Mi limito alle ricostruzioni di Alessandro Portelli: L’ordine è già stato eseguito. Roma, le Fosse Ardeatine, la memoria (Donzelli, 1999, più volte rieditato); 24 marzo 1944. Le Fosse Ardeatine, in AA.VV. I giorni di Roma (Laterza 2007), pp. 271-295; Paolo Mieli, Passato e presente: Fosse Ardeatine. La memoria, Rai3, stagione 2021-22, su RaiPlay.

Una nota personale.

Gli esponenti politici di questi giorni non sono certo i soli a parlare di fatti storici senza alcuna cura per le verità storiche accertabili e accertate. Ars longa vita brevis, e le ore di storia sono poche: perché, dunque, un insegnante di storia deve rincorrere inesattezze, errori, falsità, bufale e stronzate, che portano via tempo e fanno ispessire i tessuti epatici? Perché domani, quando studentesse e studenti, avendo nelle orecchie o negli occhi errori e stronzate di cui non ricorderanno più da chi le hanno sentite o quale social le ha ha rilanciate, andranno a ripeterle, qualcuno darà la colpa alla scuola e ai loro insegnanti.

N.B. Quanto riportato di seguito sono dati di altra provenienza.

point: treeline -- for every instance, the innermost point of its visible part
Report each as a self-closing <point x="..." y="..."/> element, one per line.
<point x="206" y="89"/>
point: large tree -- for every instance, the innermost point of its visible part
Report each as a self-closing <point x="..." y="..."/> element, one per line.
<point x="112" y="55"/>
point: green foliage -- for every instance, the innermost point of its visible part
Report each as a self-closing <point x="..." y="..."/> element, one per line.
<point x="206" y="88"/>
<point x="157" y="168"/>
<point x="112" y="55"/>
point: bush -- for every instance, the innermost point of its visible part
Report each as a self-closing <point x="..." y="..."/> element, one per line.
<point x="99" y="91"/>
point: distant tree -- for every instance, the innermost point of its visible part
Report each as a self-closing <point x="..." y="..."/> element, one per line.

E del resto, anche fra chi si è indignato, quanti hanno verificato l’esattezza delle proprie conoscenze, invece di mettere il pollice in su o in giù per simpatia politica? (Per inciso: non è forse quello che è successo allo stesso Liceo Ariosto poco tempo addietro?). Ogni volta che diamo per certo un fatto perché conosco la tal persona e mi fido di leifoss’anche il profe di storia! – stiamo togliendo un altro piccolo mattoncino dal muro che separa verità e menzogna, contribuendo a renderle indistinguibili.
Nella storia, diceva un tale, gli eventi accadono due volte, prima in forma di tragedia, poi di farsa: non sarebbe male chiedersi a quale delle due rappresentazioni, nel teatro della vita, stiamo partecipando. E rispondersi sinceramente.
Ma come canta Elton John: Sorry, seems to be the hardest world.